My comment: be careful even if you are using a form of cross-validation. You can easily turn your test data into training data…
And the question leading to the comment: if I have to tune my optimization system parameters to get a performance improvement in my test data, did I just fit to my test data?
I finally downloaded enough data to do a rolling time series train/test validation with Bayesian optimization on a linear ranking system. At first my code was messed up and I was training and “testing” on the same data. I was able to confirm that the Bayesian optimization produced a system that performed better than a equal weighted ranking system on the train data set. It was only an 10% median (I think I did median and not mean) performance increase across 10 train/test sets, but still seemed significant.
However, once I fixed my error to test on the test data (about 2 years per split) I found that I was not able to get any consistent outperformance from the optimizer. At most I saw a 2% median improvement. So sometimes it was positive and sometimes negative. I then started to try and tune my hyper parameters (training period, number of optimization rounds…) to get more consistent performance. However, I realized that I am now fitting my hyper parameters to my test data…
The challenge I think we face is that most of us have at most 20 years of data. This is not a lot if we want to train on 10 years and still have a significant number of train/test splits. As such we cannot easily have a significant period of time that is a final hold out to test performance on.
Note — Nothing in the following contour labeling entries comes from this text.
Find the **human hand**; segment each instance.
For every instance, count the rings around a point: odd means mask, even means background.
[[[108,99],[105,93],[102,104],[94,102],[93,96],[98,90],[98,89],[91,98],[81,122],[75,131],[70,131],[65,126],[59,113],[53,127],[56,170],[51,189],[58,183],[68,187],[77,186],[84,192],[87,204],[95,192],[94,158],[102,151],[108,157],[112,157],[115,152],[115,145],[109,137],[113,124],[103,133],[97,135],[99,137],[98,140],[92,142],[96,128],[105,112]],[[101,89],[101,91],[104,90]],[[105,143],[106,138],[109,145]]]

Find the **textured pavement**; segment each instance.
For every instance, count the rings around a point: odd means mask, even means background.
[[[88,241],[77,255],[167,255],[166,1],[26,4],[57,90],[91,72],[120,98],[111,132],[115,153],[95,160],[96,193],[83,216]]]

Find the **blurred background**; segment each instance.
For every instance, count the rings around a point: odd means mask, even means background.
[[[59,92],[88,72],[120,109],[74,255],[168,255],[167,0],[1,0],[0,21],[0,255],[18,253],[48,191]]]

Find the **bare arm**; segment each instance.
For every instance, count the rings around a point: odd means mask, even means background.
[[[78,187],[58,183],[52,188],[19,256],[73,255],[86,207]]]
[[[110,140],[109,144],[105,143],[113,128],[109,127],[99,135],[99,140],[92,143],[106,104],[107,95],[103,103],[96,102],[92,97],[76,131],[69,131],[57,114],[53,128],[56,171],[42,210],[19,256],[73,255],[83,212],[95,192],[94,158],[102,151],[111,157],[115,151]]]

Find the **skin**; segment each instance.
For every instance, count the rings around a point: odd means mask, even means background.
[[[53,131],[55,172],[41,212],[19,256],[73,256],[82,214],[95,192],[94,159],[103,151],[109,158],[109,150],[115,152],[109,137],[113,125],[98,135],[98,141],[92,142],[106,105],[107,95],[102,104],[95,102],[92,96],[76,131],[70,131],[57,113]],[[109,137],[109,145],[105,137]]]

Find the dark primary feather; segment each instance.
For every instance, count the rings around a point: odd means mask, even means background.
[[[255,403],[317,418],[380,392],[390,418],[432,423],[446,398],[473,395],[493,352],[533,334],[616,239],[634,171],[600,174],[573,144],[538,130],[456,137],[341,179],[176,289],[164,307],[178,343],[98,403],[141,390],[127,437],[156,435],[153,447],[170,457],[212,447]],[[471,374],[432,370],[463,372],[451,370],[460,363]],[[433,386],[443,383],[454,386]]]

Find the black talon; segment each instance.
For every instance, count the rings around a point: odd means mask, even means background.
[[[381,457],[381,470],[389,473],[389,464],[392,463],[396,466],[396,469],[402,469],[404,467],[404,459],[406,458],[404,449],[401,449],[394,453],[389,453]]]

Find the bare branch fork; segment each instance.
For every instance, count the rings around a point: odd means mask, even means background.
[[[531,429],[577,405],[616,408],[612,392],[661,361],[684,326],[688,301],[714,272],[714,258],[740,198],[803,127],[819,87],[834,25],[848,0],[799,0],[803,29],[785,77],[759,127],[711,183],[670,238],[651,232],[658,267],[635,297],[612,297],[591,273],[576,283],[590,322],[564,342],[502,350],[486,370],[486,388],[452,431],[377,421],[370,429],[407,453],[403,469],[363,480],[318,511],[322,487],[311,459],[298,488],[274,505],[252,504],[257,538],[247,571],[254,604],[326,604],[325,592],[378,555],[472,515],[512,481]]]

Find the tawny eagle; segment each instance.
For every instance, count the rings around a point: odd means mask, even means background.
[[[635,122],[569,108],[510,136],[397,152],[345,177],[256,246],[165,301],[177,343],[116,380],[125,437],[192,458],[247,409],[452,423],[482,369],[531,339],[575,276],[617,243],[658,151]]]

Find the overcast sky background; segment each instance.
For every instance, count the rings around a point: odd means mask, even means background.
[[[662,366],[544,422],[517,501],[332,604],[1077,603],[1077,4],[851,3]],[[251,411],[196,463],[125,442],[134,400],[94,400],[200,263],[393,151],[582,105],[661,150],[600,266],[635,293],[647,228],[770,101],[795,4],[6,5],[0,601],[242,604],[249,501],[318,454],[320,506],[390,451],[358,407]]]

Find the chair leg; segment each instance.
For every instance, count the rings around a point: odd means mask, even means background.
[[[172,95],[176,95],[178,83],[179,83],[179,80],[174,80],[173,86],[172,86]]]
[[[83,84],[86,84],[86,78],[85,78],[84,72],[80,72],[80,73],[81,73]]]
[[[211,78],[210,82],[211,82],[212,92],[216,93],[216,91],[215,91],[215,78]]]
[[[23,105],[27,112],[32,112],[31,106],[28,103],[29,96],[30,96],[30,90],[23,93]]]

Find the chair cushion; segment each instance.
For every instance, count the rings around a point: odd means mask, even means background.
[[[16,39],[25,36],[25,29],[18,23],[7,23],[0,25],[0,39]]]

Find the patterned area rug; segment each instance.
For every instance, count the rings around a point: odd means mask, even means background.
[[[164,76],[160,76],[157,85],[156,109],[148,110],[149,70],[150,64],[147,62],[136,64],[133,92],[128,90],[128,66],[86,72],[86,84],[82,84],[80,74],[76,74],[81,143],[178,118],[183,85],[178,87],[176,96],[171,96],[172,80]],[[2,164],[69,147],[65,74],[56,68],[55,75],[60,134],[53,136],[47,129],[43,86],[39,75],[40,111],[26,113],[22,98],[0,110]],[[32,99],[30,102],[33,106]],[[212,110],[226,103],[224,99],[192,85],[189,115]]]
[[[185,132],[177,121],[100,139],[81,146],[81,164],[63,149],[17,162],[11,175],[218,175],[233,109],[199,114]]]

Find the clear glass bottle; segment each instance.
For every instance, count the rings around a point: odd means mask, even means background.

Similarly if we split out universe in 2 we cannot easily trust that the data is truly “out of sample” as there are likely trends in the same time period across companies.
Maybe a solution is to hold out a few choice years/months across the 20 years that we only test performance on after we are done tuning hyper parameters. And we have to promise ourselves to not revisit that system many times after doing the final hold out test.
A simple visualization of the train/test split: note that each split trains on the full universe. I am just sliding the start and stop date
Note: I am doing this instead of k-fold to avoid any potential look ahead bias from training before and after my test period.